For ten minutes he stared at the walls and muttered to himself, at times angrily, smashing his decrepit fist against the table, at times bitterly, at times in futile despondency. Dr. Gold couldn’t leave him. In this age of immortality, she had never seen a man so close to suicide.

“Wasted, wasted,” he mumbled to himself incessantly. Presently, he changed his mantra: “All my papers, based on one lemma. All my papers since, all based on that one—” And then he stopped, and stared at Dr. Gold. “That doesn’t make sense, does it?”

“Excuse me?”

“That all my work since the lemma is only theories that are derived from it. It doesn’t make sense to work in so specific a field, when I could have—Oh!” Suddenly his eyes lit up in a flare of understanding. “Oh! Oh! This is his revenge on me!” Dr. Gold stared at him, bewildered. He was losing his mind. Simply losing it. Then the spark was gone from Professor Bates’ eyes, and melancholy returned, even greater than before. “All my achievements, all my life, had been wasted. All my life... wasted.” He slammed his fist against the cushion. “Bastard!” And again. “Bastard!!” He looked at Dr. Gold, anger in his voice, “Dr. Gold. Jeneane,” he wagged a finger at her. “You tell Professor Andersson that it’s a very nice proof. But I thought of it first! I thought of it first!!” Dr. Gold just stared. She couldn’t find any words. The man was rambling. She had caused the mental collapse of the greatest mind in history. “You say you studied my history,” he rambled on. “You know nothing. No one knows. I haven’t told anyone. I thought I’d take it to my grave.
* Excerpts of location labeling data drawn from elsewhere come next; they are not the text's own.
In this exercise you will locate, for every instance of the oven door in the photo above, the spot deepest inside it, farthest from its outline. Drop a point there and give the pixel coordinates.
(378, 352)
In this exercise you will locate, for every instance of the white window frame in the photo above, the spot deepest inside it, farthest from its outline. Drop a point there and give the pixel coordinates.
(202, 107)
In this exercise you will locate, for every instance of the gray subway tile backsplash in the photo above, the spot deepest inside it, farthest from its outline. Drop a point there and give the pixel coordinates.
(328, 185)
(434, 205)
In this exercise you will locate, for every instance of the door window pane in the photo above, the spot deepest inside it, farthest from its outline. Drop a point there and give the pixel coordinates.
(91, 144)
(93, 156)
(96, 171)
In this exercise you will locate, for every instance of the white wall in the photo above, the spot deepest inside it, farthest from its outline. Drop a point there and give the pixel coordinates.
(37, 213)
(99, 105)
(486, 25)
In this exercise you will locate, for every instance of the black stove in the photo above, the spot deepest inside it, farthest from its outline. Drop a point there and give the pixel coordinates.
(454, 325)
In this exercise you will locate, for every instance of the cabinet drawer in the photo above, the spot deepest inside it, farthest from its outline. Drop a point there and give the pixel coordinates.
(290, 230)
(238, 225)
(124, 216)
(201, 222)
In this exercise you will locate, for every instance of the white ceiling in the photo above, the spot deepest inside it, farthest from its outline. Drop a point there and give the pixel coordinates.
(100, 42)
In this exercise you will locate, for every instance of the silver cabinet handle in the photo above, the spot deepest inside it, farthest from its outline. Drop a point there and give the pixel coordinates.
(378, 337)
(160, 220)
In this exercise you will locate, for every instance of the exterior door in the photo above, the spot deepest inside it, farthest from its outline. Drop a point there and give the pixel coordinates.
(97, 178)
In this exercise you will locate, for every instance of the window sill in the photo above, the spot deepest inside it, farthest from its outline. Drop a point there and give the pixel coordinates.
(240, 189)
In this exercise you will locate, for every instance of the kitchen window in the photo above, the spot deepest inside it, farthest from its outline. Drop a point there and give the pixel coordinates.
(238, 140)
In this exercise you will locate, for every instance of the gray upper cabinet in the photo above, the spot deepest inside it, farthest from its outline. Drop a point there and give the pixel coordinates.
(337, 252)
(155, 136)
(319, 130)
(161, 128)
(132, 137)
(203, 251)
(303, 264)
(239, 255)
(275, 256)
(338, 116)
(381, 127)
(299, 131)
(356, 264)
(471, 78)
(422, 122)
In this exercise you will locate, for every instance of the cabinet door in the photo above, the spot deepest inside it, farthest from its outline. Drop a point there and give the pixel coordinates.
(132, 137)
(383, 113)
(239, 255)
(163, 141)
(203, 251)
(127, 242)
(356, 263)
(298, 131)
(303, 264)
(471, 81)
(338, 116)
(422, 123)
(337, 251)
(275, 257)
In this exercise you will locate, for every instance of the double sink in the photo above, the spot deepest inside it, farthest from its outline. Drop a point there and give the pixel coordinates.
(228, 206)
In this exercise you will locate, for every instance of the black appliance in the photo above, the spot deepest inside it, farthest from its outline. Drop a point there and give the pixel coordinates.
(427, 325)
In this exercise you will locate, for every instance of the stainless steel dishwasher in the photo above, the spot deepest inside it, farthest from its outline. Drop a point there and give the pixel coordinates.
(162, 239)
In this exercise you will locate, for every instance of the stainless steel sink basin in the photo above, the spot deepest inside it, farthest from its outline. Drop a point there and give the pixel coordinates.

But I’ve kept my secret for nothing. Everything I’ve ever done had been for nothing. You want to know the secret of my success? The secret of my failure?” His face twisted in hate at the word.

“I—”

“Sit quietly. I’ve been holding this inside for too long. So sit. And listen.”

~

“It was more than seventy years ago,” he began slowly, his voice raw, scratchy, wavering, even older than before. “I was twenty-two. Already considered by far the most gifted mathematician the world has ever seen. I had won my first Nobel Prize at the age of nineteen. Mathematics was my life. I was driven to excel, driven to outdo myself. I was already the smartest man in history. But I wanted to be not only the smartest man that had ever been but that will ever be.”

“And you have been. No one could do what you—”

“Don’t interrupt me. You know nothing!” Again he waved a threatening, trembling finger. “I proved nothing! Nothing!” She clammed up. He took a minute to catch his breath, and began slowly, staring into her eyes, burning a hole in them with the intensity of a genius. “I was twenty-two and I was beginning to feel old. Life was such a waste, I thought. Such a waste of time. The time I spent driving to the university, choosing clothes, having breakfast, lunch, dinner,
sleeping
! Sleeping, for god’s sakes! Even teaching was a waste of time. I could have used that period to prove another important corollary. I spent so much time not doing my job, not pushing forward, not thinking about mathematics. And my brain cells were already dying. Not noticeably, but as they do with everyone. My intellectual peak would soon be gone.”

“Then why didn’t you get your mind Copied?”

“I asked you not to interrupt me.” She nodded and burried her eyes in the floor. “But you’re right. That was the logical option. Copy technology was into its fifth commercial year. People have successfully downloaded their personalities into computer neural nets, a perfect Copy of their mind and of their sentience. These people would be immortal, and they would never suffer from Alzheimer or any of those insidious diseases. They would never lose their lucidity or their intelligence.

“The pressure on me to get my brain Copied was humongous. The awareness was everywhere. At my age, brain cells were already dying by the millions. My brain, my amazing brain, was deteriorating even then, and it would deteriorate every day I delayed Copying my brain into the computer. Even if I didn’t have the money to do it – at the time it was very expensive – the university volunteered to pay for it. Imagine, the greatest mind in history living forever, retaining his intelligence forever. What an asset that would be to the U!